Figure 4: Concept for a miniaturized focus shifter with two lenses for each beam. One lens is movable to introduce the required focus shift between the relay lenses and after the F-Theta lens.

The optical design of the focus shifter is shown in Figure 5.  Each focus shifter consists of two commercially available lenses grinded down to an outer diameter of 6 mm. By moving the first lens ±5 mm along the optical axis of the beam, a total focus shift of 7.2 mm or a symmetrical shift of ±3.6 mm can be achieved for each individual beam

Figure 5: Optical design of miniaturized focus shifters. In the upper beam path, the first lens is in its “zero”-position. The lower beam paths show the first lens in the +5 mm (red beam path) and -5 mm (green beam path) position.
© Fraunhofer ILT, Aachen, Germany.
Figure 5: Optical design of miniaturized focus shifters. In the upper beam path, the first lens is in its “zero”-position. The lower beam paths show the first lens in the +5 mm (red beam path) and -5 mm (green beam path) position.

The mechanical design of the focus shifter is shown in Figure 6. Commercially available, high dynamic linear stages are used to move the first lens in the desired position while the second lens is held in place.

Figure 6: Half-section view of the focus shifters. The movable lenses are positioned via miniaturized, high dynamic linear stages.
© Fraunhofer ILT, Aachen, Germany.
Figure 6: Half-section view of the focus shifters. The movable lenses are positioned via miniaturized, high dynamic linear stages.
Figure 7: Frontal and isometric view of the updated focus shifters design. The new star shaped arrangement of the linear stages increases the distance between the stages and heavily reduces the interference of the stages with each other.
© Fraunhofer ILT, Aachen, Germany.
Figure 7: Frontal and isometric view of the updated focus shifters design.
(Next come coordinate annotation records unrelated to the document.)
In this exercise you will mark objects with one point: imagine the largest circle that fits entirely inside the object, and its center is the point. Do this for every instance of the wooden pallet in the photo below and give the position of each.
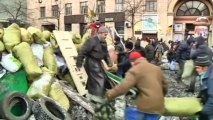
(69, 53)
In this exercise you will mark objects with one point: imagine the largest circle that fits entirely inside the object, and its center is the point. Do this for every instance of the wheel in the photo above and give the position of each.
(15, 106)
(47, 109)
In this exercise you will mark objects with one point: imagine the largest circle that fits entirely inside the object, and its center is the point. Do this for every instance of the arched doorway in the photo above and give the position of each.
(185, 14)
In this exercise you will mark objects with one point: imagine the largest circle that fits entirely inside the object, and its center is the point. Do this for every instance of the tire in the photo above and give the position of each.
(12, 100)
(47, 109)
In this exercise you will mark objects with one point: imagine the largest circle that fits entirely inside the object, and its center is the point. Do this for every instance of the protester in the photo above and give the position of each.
(205, 70)
(150, 51)
(150, 81)
(159, 50)
(183, 54)
(139, 48)
(94, 51)
(125, 64)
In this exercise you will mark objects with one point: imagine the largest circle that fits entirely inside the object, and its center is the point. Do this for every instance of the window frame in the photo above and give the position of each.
(119, 5)
(185, 10)
(151, 6)
(55, 9)
(84, 7)
(68, 9)
(42, 12)
(101, 4)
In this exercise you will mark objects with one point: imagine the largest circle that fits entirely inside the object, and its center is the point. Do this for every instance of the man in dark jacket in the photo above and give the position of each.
(201, 48)
(183, 54)
(204, 68)
(93, 51)
(150, 51)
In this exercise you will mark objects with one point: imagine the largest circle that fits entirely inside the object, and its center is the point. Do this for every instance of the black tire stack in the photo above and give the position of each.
(43, 109)
(18, 100)
(47, 109)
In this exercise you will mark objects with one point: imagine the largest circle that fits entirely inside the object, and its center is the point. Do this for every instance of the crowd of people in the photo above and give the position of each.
(138, 64)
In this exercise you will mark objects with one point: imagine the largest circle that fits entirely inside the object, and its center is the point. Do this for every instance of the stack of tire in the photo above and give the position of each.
(43, 109)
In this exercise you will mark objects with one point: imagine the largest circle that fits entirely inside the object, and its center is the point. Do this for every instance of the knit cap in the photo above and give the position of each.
(129, 45)
(202, 60)
(134, 55)
(102, 30)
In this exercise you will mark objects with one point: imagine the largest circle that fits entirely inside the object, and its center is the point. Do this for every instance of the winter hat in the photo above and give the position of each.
(102, 30)
(200, 40)
(202, 60)
(134, 55)
(129, 45)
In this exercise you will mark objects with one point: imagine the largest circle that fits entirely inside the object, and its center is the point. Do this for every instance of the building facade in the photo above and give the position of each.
(13, 11)
(166, 19)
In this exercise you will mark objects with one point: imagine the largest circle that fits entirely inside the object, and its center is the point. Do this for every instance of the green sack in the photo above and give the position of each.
(2, 48)
(53, 41)
(76, 37)
(49, 59)
(12, 37)
(26, 36)
(37, 35)
(182, 106)
(46, 35)
(13, 82)
(1, 34)
(188, 69)
(24, 53)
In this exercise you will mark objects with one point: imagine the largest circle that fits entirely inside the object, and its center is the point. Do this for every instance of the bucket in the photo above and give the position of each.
(131, 113)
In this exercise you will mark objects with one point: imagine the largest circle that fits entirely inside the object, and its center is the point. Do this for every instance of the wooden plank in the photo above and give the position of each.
(69, 53)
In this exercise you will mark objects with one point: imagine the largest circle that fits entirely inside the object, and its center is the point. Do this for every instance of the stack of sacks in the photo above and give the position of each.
(12, 37)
The new star shaped arrangement of the linear stages increases the distance between the stages and heavily reduces the interference of the stages with each other.
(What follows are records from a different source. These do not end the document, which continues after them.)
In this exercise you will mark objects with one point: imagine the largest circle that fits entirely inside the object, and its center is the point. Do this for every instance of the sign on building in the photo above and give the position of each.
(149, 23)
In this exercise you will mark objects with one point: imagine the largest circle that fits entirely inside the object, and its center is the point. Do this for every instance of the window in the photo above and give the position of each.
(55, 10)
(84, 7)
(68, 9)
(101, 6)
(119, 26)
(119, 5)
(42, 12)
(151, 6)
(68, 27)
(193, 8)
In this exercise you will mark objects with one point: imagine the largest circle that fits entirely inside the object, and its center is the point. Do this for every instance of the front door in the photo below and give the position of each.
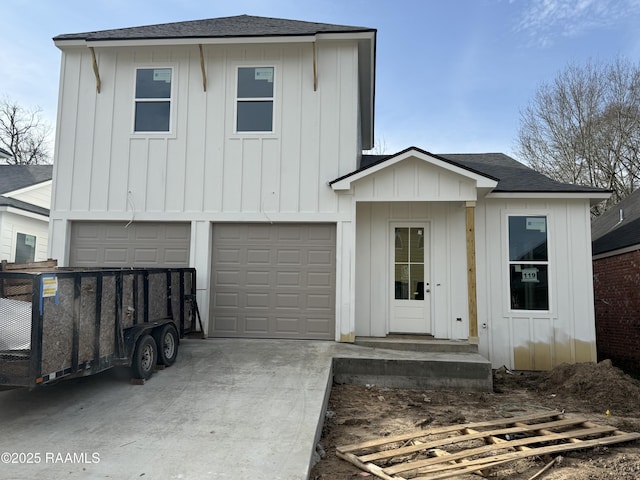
(411, 289)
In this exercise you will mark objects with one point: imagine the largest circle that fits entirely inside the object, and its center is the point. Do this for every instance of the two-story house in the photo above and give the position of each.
(234, 145)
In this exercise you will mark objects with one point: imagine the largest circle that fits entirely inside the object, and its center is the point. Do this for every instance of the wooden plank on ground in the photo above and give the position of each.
(445, 452)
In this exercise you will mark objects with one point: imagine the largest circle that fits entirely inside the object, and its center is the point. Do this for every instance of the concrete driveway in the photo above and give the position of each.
(236, 409)
(227, 409)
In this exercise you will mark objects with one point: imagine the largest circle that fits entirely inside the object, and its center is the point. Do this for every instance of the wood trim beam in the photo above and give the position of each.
(471, 271)
(95, 69)
(204, 73)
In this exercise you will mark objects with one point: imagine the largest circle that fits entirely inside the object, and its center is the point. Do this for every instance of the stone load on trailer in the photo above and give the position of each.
(65, 322)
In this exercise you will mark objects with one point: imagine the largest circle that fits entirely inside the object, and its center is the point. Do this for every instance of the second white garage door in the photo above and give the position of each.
(273, 281)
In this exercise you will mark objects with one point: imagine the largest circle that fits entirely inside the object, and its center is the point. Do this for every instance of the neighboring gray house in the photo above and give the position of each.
(25, 199)
(616, 269)
(235, 145)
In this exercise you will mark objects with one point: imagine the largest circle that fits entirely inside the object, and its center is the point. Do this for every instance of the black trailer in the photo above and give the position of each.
(75, 322)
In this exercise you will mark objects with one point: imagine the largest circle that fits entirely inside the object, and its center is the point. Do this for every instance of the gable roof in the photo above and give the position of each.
(511, 175)
(19, 204)
(618, 227)
(225, 27)
(15, 177)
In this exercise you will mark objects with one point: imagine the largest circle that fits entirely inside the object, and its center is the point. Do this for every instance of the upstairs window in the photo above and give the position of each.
(153, 100)
(528, 263)
(25, 248)
(254, 99)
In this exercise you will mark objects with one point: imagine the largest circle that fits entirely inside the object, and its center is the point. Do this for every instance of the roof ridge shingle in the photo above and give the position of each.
(233, 26)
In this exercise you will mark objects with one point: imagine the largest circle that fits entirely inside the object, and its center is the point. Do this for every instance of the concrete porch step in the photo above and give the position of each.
(415, 370)
(417, 343)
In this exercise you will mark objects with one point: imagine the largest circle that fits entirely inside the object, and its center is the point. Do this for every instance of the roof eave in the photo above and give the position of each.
(345, 182)
(594, 196)
(213, 40)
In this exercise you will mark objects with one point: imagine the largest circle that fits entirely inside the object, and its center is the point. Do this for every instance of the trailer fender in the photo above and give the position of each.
(133, 334)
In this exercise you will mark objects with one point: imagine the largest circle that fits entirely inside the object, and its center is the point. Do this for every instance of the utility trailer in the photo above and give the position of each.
(69, 322)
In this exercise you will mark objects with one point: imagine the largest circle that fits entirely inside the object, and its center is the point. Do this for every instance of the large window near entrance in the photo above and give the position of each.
(528, 263)
(409, 263)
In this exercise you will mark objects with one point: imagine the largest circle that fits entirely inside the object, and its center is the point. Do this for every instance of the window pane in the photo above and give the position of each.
(416, 273)
(152, 116)
(528, 238)
(153, 83)
(416, 251)
(402, 245)
(255, 82)
(25, 248)
(255, 117)
(529, 287)
(402, 281)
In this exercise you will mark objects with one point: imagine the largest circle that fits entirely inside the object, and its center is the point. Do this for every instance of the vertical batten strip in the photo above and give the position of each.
(471, 271)
(95, 69)
(204, 73)
(315, 68)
Extensive tests of the focus shifters showed, that the strong permanent and electromagnets within neighbouring linear stages heavily influence each other while moving. Thus, an updated design for the focus shifters was developed that increases the distance between the linear stages by arranging the stages in a star shape (cf. Figure 7). To avoid inductive effects from the strong and changing magnetic fields within the mechanical parts, the focus shifters were made out of polyether ether ketone (PEEK) – a readily machinable polymer (cf. Figure 8+9).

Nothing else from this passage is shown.